The authors declare no competing interests.

Figures

Figure 1
Figure 1
Illustration of search paths in visual (top, with the stimulus sheet overlaid – Bells test by Gauthier et al. 1989) and semantic (bottom) spaces for two participants, representative of diverse patterns of Inattentive/hyperactive behaviours, one with high (47, left, red) and the other with low (0, right, blue) rating on the ADHD-rating scale. For illustrative purposes only, we here represent the semantic space by means of the t-distributed stochastic neighbor embedding (t-SNE, tsne package in R) algorithm for dimensionality reduction, in order to obtain a two dimensions map of the 300 dimensions vectors from the word2vec google.news model. Insets contain the histograms for the distributions of distances.
Figure 2
Figure 2
Distribution of distances between two consecutive targets in the visual search task (A) and in the semantic search task (B), for children scoring high (pain lines) and low (dotted lines) on the ADHD rating scale (ADHD-rs), according to a median split (m = 9) on the scores.

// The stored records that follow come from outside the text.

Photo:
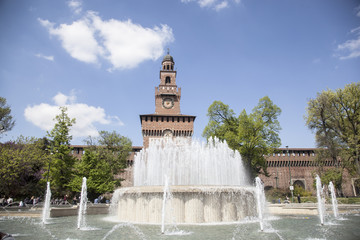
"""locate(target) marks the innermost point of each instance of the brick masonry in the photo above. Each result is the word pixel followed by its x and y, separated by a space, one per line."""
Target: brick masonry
pixel 167 121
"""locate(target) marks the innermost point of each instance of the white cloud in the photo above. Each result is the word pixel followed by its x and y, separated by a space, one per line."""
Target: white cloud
pixel 77 39
pixel 49 58
pixel 123 44
pixel 350 48
pixel 86 116
pixel 221 6
pixel 75 6
pixel 216 5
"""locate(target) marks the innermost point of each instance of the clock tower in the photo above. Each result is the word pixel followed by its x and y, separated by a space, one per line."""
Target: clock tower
pixel 167 121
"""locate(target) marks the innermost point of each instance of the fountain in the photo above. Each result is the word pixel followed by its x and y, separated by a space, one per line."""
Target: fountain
pixel 333 200
pixel 320 199
pixel 260 199
pixel 165 199
pixel 46 208
pixel 81 223
pixel 208 184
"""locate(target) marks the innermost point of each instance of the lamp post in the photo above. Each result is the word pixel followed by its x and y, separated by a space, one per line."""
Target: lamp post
pixel 291 186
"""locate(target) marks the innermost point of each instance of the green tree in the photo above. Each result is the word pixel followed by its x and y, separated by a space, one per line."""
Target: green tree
pixel 104 158
pixel 334 116
pixel 22 163
pixel 254 135
pixel 61 161
pixel 6 120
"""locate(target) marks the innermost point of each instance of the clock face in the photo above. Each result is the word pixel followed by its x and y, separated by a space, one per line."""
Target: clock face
pixel 168 103
pixel 167 133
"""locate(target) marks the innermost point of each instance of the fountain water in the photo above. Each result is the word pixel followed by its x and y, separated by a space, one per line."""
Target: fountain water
pixel 165 198
pixel 333 200
pixel 46 208
pixel 83 205
pixel 260 198
pixel 321 199
pixel 208 183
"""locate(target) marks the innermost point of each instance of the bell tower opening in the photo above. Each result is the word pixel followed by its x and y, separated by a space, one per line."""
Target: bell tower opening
pixel 167 121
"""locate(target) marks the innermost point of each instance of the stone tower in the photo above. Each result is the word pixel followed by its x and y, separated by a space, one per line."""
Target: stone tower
pixel 167 121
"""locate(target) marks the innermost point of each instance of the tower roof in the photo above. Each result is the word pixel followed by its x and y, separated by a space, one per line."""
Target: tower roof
pixel 168 57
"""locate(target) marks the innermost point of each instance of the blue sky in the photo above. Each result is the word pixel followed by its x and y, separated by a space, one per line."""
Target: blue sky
pixel 102 59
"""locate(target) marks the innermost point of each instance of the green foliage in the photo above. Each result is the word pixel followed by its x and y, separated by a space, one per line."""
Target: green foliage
pixel 6 120
pixel 98 173
pixel 22 165
pixel 254 135
pixel 61 160
pixel 105 157
pixel 334 116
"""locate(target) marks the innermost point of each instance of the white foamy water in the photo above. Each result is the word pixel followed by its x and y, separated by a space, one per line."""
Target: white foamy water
pixel 189 162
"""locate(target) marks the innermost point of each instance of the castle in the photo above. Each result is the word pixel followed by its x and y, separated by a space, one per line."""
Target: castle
pixel 289 167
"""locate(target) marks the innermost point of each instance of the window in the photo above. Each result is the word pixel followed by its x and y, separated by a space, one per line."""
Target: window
pixel 167 80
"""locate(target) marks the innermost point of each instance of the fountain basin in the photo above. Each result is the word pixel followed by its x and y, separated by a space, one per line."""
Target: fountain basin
pixel 189 204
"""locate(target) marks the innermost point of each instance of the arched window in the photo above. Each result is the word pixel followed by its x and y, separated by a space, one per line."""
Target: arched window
pixel 167 80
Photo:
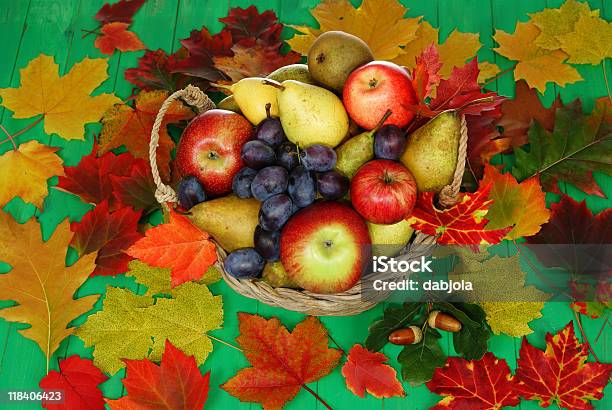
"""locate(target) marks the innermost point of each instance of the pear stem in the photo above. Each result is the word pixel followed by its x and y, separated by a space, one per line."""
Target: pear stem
pixel 273 84
pixel 382 120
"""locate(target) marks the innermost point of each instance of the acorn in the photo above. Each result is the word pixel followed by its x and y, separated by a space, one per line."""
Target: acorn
pixel 408 336
pixel 443 321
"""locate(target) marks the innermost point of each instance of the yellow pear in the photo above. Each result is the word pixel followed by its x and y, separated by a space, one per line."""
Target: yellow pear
pixel 251 95
pixel 230 220
pixel 388 240
pixel 431 152
pixel 310 114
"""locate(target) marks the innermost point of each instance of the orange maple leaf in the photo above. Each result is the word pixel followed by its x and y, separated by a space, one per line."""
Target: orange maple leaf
pixel 178 245
pixel 365 370
pixel 115 36
pixel 282 362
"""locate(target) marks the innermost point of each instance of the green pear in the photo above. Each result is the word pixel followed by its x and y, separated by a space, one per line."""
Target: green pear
pixel 388 240
pixel 230 220
pixel 333 55
pixel 275 275
pixel 251 95
pixel 297 72
pixel 431 152
pixel 358 150
pixel 310 114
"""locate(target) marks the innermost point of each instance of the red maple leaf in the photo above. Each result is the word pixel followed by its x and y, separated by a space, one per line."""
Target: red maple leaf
pixel 282 362
pixel 560 374
pixel 108 233
pixel 462 224
pixel 178 245
pixel 78 380
pixel 249 24
pixel 115 36
pixel 122 11
pixel 175 384
pixel 365 370
pixel 477 384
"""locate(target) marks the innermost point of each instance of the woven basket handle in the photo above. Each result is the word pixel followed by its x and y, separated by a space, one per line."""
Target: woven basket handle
pixel 196 98
pixel 449 195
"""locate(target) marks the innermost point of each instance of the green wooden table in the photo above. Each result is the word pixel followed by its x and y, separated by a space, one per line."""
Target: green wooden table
pixel 53 27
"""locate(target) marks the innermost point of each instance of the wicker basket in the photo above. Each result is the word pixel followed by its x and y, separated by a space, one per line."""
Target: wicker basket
pixel 347 303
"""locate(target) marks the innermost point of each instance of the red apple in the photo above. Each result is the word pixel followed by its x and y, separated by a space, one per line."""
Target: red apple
pixel 210 149
pixel 383 191
pixel 324 247
pixel 376 87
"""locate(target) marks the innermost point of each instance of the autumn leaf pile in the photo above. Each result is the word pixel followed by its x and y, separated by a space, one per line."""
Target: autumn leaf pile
pixel 158 328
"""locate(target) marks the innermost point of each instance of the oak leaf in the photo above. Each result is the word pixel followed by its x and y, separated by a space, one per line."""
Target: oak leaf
pixel 522 206
pixel 24 172
pixel 179 245
pixel 535 65
pixel 365 371
pixel 115 36
pixel 175 384
pixel 78 380
pixel 380 23
pixel 282 362
pixel 477 384
pixel 578 145
pixel 135 327
pixel 40 282
pixel 124 125
pixel 109 234
pixel 462 224
pixel 560 374
pixel 65 102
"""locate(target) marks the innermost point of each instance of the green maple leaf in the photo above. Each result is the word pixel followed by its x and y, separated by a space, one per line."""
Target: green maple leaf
pixel 578 145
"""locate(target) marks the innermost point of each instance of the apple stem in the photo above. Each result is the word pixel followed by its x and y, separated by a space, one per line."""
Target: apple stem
pixel 273 84
pixel 382 120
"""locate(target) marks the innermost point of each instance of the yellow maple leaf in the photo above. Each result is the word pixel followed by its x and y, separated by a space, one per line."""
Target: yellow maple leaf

The horizontal bars correspond to the range of a significant difference in the density distributions, assessed by means of bootstrap with a cluster-wise significance level of 0.05–from 0.56 to 0.99, for the visual search task and from 0.87 to 0.99 for the semantic search task. On the semantic search task, the distribution of similarities shows two minor peaks: the first one at 0 corresponds to the immediate repetitions (ex: dog-dog). The second one correspond to the “dog-cat” pairs with semantic similarity of 0.29.